E’ interessante la diminuzione notevole dei valori di pressione (in media 15mm per la sistolica, 10mm per la diastolica) e anche il fatto che la pressione è scesa ulteriormente fra il controllo a tre mesi e quello a tre anni. Nello stesso periodo il valore medio dello AHI è sceso da 16 a 4.
Breve storia degli apparecchi dentali
La sindrome delle apnee del sonno (Obstructive Sleep Apnea Syndrome, OSAS) è stata descritta in modo magistrale da Charles Dickens nel “Circolo Pickwick” nel 1830. Il vetturino “Fat Joe” del romanzo era obeso, si addormentava dappertutto e russava fragorosamente. Qui lo vediamo in un disegno d’epoca.
Il medico inglese Broadbent ne diede una descrizione molto accurata nel 1877, ma la cosa non ebbe seguito.
La descrizione attuale della OSAS fu accettata dalla comunità scientifica nei termini attuali solo negli anni ’70 del ‘900. Nel 1980 Colin Sullivan ha inventato la CPAP, che da allora è la terapia di elezione per le forme gravi di apnea del sonno. Pochissimi anni dopo era chiaro che si tratta di una terapia estremamente efficace ma accettata con difficoltà da molti pazienti, soprattutto dai meno gravi.

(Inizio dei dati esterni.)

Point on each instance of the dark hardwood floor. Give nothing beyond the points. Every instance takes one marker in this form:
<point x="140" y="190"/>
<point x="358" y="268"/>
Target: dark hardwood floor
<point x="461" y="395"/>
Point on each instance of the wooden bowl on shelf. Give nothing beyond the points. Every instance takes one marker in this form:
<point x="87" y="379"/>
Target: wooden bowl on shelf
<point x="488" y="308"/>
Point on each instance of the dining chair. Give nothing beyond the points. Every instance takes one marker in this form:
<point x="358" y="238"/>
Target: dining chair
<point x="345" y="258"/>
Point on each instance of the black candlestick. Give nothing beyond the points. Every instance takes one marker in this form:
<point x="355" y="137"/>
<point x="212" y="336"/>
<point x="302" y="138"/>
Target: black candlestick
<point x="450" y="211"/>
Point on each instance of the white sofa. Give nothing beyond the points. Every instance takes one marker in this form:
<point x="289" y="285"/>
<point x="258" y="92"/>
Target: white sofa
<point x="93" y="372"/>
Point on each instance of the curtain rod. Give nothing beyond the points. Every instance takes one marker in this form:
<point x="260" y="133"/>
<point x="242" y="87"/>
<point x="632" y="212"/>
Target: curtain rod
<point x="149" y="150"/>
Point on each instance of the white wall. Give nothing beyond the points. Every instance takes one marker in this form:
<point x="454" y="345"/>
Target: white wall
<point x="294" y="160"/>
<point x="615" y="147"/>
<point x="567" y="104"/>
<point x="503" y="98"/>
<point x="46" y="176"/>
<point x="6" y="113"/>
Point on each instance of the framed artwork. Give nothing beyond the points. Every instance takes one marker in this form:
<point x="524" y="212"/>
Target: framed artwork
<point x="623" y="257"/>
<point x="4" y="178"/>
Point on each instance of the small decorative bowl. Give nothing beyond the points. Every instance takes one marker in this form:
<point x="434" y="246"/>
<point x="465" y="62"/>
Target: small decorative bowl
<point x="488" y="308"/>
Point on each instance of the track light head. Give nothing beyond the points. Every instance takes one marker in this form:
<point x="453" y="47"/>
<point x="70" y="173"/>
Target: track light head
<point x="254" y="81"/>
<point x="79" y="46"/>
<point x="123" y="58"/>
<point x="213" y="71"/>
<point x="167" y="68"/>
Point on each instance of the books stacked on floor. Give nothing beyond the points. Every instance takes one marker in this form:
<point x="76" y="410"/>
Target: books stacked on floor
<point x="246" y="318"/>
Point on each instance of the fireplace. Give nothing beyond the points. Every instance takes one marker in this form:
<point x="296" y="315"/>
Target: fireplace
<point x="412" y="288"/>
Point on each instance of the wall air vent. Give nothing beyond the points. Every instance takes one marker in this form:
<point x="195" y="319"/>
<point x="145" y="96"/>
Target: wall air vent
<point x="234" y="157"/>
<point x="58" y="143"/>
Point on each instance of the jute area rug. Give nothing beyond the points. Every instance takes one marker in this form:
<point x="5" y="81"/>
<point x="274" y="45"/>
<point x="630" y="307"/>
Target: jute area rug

Nei primi anni ’80 si è quindi iniziato ad utilizzare apparecchi ortodontici, nati per la correzione dei difetti di occlusione, per portare avanti la mandibola e impedire alla lingua di cadere indietro e ostacolare il passaggio dell’aria (vedi la pagina meccanismo di azione).
Negli anni ’90 questa terapia si era già diffusa negli USA, in Canada e in Australia, e poi nei paesi del nord Europa, e sono stati inventati diversi apparecchi dentali dedicati appositamente a questo scopo. In generale si è passati da apparecchi “monoblocco”, che cioè uniscono le due arcate dentali fra loro in modo rigido, a dispositivi separati per ognuna delle due arcate, che poi vengono accoppiate con dispositivi regolabili: piccole viti o barrette di plastica.
Questa flessibilità permette:
- una certa libertà di movimento alla mandibola nella notte (bere, parlare…)
- la regolazione fine dell’avanzamento della mandibola, per migliorare efficacia e comfort
Questi dispositivi sono usati ancora oggi, dopo vari perfezionamenti. In generale sono più confortevoli e più facilmente accettati dei loro predecessori.
La letteratura scientifica su questo argomento è cresciuta enormemente: una revisione curata per la AASM nel 1995 da Schmidt-Nowara et al censiva 21 articoli scientifici sugli apparecchi dentali per la cura delle apnee del sonno. Dieci anni dopo è stato realizzato un aggiornamento, a cura di Ferguson et al, pubblicato nel 2006: venivano selezionati 131 articoli, che sono stati utilizzati per la revisione.
Dopo di allora sono stati pubblicati molti studi significativi, che in generale denotano una maggiore propensione, rispetto agli anni precedenti, ad utilizzare gli apparecchi dentali anche nella terapia di forme gravi di sindrome delle apnee del sonno. L’altra novità degli ultimi anni è una minore preoccupazione, rispetto al passato, nell’effettuare avanzamenti anche molto importanti della mandibola rispetto alla posizione abituale. A questo corrispondono risultati migliori anche nella terapia delle forme gravi di OSAS.
Iniziano a comparire anche studi sui risultati obiettivi, cioè misurati da un osservatore esterno, della terapia con apparecchi dentali sulla sonnolenza (Hoekema 2007, Gagnadoux 2009) e sulla ipertensione arteriosa (Barnes 2004, Gotsopoulos 2004, Yoshida 2006, Andrèn 2009).